A summary of protein factors that are candidates for linking transcription and splicing is presented in Table 1. As a general remark, although evidence of CTD recruitment of processing factors explains satisfactorily the coupling of transcription with capping and cleavage/polyadenylation, evidence for a link between recruitment and splicing is still circumstantial and needs further investigation.

TABLE 1.

Candidate proteins linking transcription and pre-mRNA splicing

Protein Link to transcription Link to splicing Reference
Mammalian cells
SCAFs Bind CTD SR-like proteins Yuryev et al. 1996
WT-1 Transcription factor Binds U2AF65 Davies et al. 1998
PGC-1 Coactivator Regulates alternative splicing Monsalve et al. 2000
CA150 Elongation factor Binds SF1 Goldstrohm et al. 2001
Present in spliceosome Zhou et al. 2002
XAB2 Transcription factor Present in spliceosome Zhou et al. 2002
SKIP Transcription factor Present in spliceosome Zhou et al. 2002
TAT-SF1 Elongation factor Binds UsnRNPs Fong and Zhou 2002
p54nrb Transcription factor In complexes with UsnRNPs Kameoka et al. 2004
PSF Transcription factor In complexes with UsnRNPs Kameoka et al. 2004
TLS Transcription factor In complexes with UsnRNPs Kameoka et al. 2004
CoAA Coactivator hnRNP-like protein Auboeuf et al. 2004b
Regulates alternative splicing
Yeast
PrP40 Binds phosphoCTD Splicing factor Morris and Greenleaf 2000
Spt5 Elongation factor Activates splicing Lindstrom et al. 2003

Alternative splicing appears as a widespread means for producing polypeptide diversity from a single gene (Black 2003). In human fibronectin (FN), for example, up to 20 different polypeptide variants arise from alternative splicing in three regions of a single gene (Gutman and Kornblihtt 1987). However, this figure remains modest when compared with that of the Drosophila dscam gene, where an extremely complex array of alternative exons could potentially give rise to 38,016 DSCAM proteins (Schmucker et al. 2000). In spite of the estimation that 60% of human genes are expressed through alternative splicing and the sophisticated functional, cell-type, and developmental specificities documented in many cases, the mechanisms of alternative splicing regulation are poorly understood. A key role in splice site choice regulation is played by members of the SR (Ser/Argrich) family of proteins. These proteins participate both in constitutive and alternative splicing. By binding to splicing enhancers they can stimulate or repress spliceosome assembly at adjacent splice sites. It is conceivable that alternative splicing in different cell types or different points in time is regulated by variation in the relative abundance of SR proteins. However, although relative proportions of SR proteins and their antagonistic splicing factors (namely, heterogeneous nuclear ribonucleoprotein) vary naturally in several rat tissues and cell lines in culture (Hanamura et al. 1998), SR proteins do not seem to have a highly specific tissue distribution, which suggests the existence of more complex regulatory mechanisms.

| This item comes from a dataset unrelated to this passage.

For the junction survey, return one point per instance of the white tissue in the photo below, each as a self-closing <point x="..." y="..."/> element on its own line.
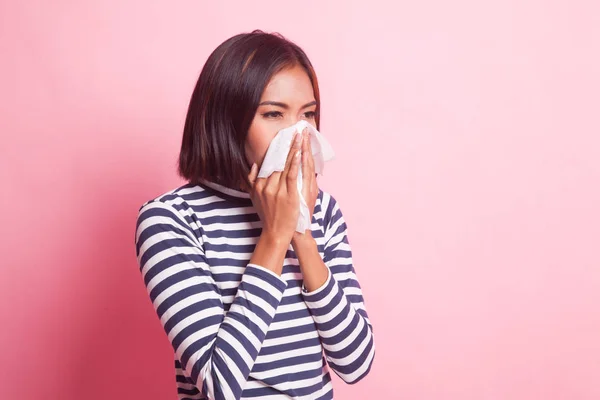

The demonstration that differences in promoter structure lead to differences in alternative splicing of the transcript (Cramer et al. 1997) supports the concept that splicing and transcription are coupled and that this coupling may offer an additional level of regulation of alternative splicing. The system analyzed in our laboratory involved transient transfection of mammalian cells with minigenes carrying the EDI exon, which encodes a facultative repeat of FN. EDI contains an exonic splicing enhancer (ESE), which is targeted by the SR proteins SF2/ASF and 9G8. Overexpression of SF2/ASF and 9G8 markedly stimulates EDI inclusion, but the effect of these proteins is modulated by the promoter (Cramer et al. 1999). These effects are not the trivial consequence of different mRNA levels produced by each promoter (promoter strength) but depend on some qualitative properties conferred by promoters to the transcription/RNA processing machinery. The promoter effect is also observed in cell lines stably transfected with the same minigenes used as episomal templates, indicating that a physiological chromatin assembly of the integrated minigenes is compatible with the promoter mechanism (Kadener et al. 2001).

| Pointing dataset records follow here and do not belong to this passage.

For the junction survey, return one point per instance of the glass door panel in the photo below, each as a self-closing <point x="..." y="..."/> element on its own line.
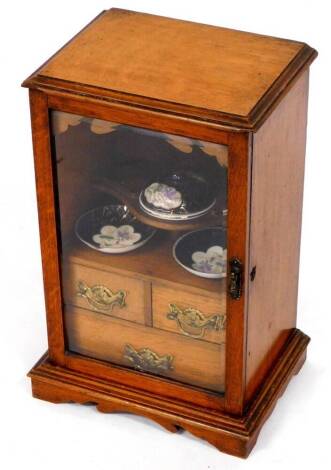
<point x="142" y="218"/>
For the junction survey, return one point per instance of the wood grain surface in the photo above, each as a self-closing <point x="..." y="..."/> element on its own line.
<point x="176" y="65"/>
<point x="277" y="189"/>
<point x="102" y="337"/>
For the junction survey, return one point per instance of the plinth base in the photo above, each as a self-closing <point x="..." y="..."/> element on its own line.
<point x="233" y="435"/>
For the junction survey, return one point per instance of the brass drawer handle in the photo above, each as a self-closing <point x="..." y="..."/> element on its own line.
<point x="193" y="323"/>
<point x="147" y="360"/>
<point x="101" y="297"/>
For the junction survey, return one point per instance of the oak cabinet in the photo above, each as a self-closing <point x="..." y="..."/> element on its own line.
<point x="169" y="162"/>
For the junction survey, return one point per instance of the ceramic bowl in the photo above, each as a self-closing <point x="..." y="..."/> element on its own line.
<point x="112" y="229"/>
<point x="177" y="197"/>
<point x="203" y="252"/>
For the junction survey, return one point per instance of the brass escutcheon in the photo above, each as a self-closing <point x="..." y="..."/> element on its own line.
<point x="101" y="297"/>
<point x="193" y="323"/>
<point x="147" y="360"/>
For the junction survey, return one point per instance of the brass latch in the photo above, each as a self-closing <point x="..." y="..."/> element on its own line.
<point x="235" y="283"/>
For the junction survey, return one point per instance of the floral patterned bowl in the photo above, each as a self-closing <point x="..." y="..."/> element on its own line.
<point x="180" y="196"/>
<point x="112" y="229"/>
<point x="203" y="252"/>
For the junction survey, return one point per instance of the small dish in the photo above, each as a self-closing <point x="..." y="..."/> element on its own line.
<point x="112" y="229"/>
<point x="203" y="252"/>
<point x="177" y="197"/>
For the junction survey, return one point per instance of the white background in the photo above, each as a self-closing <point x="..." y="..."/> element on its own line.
<point x="40" y="435"/>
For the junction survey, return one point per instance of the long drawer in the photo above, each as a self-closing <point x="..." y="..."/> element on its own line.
<point x="92" y="334"/>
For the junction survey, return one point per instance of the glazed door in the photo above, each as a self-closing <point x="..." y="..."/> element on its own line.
<point x="139" y="232"/>
<point x="143" y="224"/>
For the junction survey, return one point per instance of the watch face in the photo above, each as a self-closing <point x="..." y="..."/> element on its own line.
<point x="203" y="252"/>
<point x="177" y="197"/>
<point x="112" y="229"/>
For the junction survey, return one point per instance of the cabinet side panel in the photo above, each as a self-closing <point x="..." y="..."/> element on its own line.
<point x="276" y="205"/>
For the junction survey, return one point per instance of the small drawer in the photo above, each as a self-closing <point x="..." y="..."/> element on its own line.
<point x="107" y="293"/>
<point x="195" y="316"/>
<point x="145" y="349"/>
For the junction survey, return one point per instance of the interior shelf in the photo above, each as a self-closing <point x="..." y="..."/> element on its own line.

The promoter effect is not restricted to the FN EDI exon. Similar effects have been found independently in other genes. Reporter minigenes whose products are subject to alternative splicing decisions in the CD44 and the calcitonin gene related product (CGRP) genes were put under the control of steroid-sensitive promoters (mouse mammary tumor virus and synthetic promoters containing either the progesterone or the estrogen response elements) or promoters that do not respond to steroid hormones (CMV and thymidine kinase). Steroid hormones affected splice site selection only of pre-mRNAs produced by the first type of promoters. As in the case of FN EDI, promoter-dependent hormonal effects on splicing were not a consequence of an increase in transcription rate or of a saturation of the splicing machinery (Auboeuf et al. 2002). Promoter-dependent alternative splicing patterns have been also found when reporter minigenes for the cystic fibrosis transmembrane regulator (CFTR) exon 9 (Pagani et al. 2003) or for the fibroblast growth factor receptor 2 (Robson-Dixon and García-Blanco 2004) were expressed in mammalian cells.

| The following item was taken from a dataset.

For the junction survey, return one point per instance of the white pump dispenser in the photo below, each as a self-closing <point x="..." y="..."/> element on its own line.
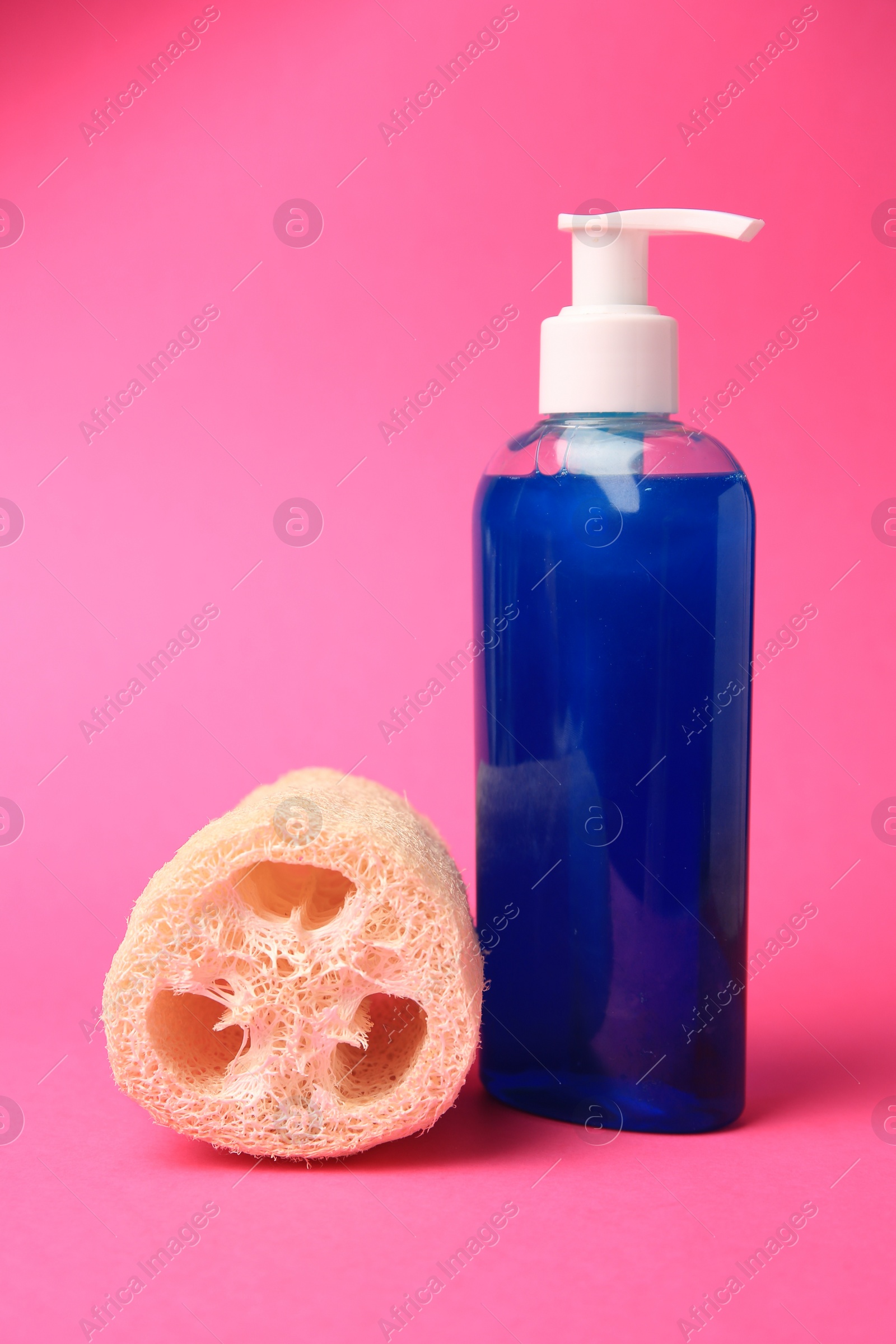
<point x="610" y="350"/>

THE ROLES OF TRANSCRIPTIONAL ACTIVATORS IN ALTERNATIVE SPLICING

The finding that promoter structure is important for alternative splicing predicts that factors that regulate alternative splicing could be acting through promoters and that cell-specific alternative splicing may not simply result from the differential abundance of ubiquitous SR proteins, but from a more complex process involving cell-specific promoter occupation. However, promoters are not swapped in nature, and because most genes have a single promoter, the only conceivable way by which promoter architecture could control alternative splicing in vivo should be the differential occupation of promoters by transcription factors of different natures and/or mechanistic properties. Accordingly, it has been found that transcriptional activators affect alternative splicing. Class I activators (Blau et al. 1996), such as SW6, Sp1 and CTF/NF1, which only stimulate transcriptional initiation, have little effect on EDI splicing. On the contrary, class IIB activators such as VP16, which stimulate both initiation and elongation, provoke EDI exon skipping. HIV-1 Tat, a member of class IIA activators, which has little effect on transcription in the absence of other activators, has no effect on EDI splicing. However, Tat synergizes with SW6, Sp1, and CTF, but not with VP16, in promoting transcriptional elongation and therefore in provoking EDI exclusion (Nogués et al. 2002).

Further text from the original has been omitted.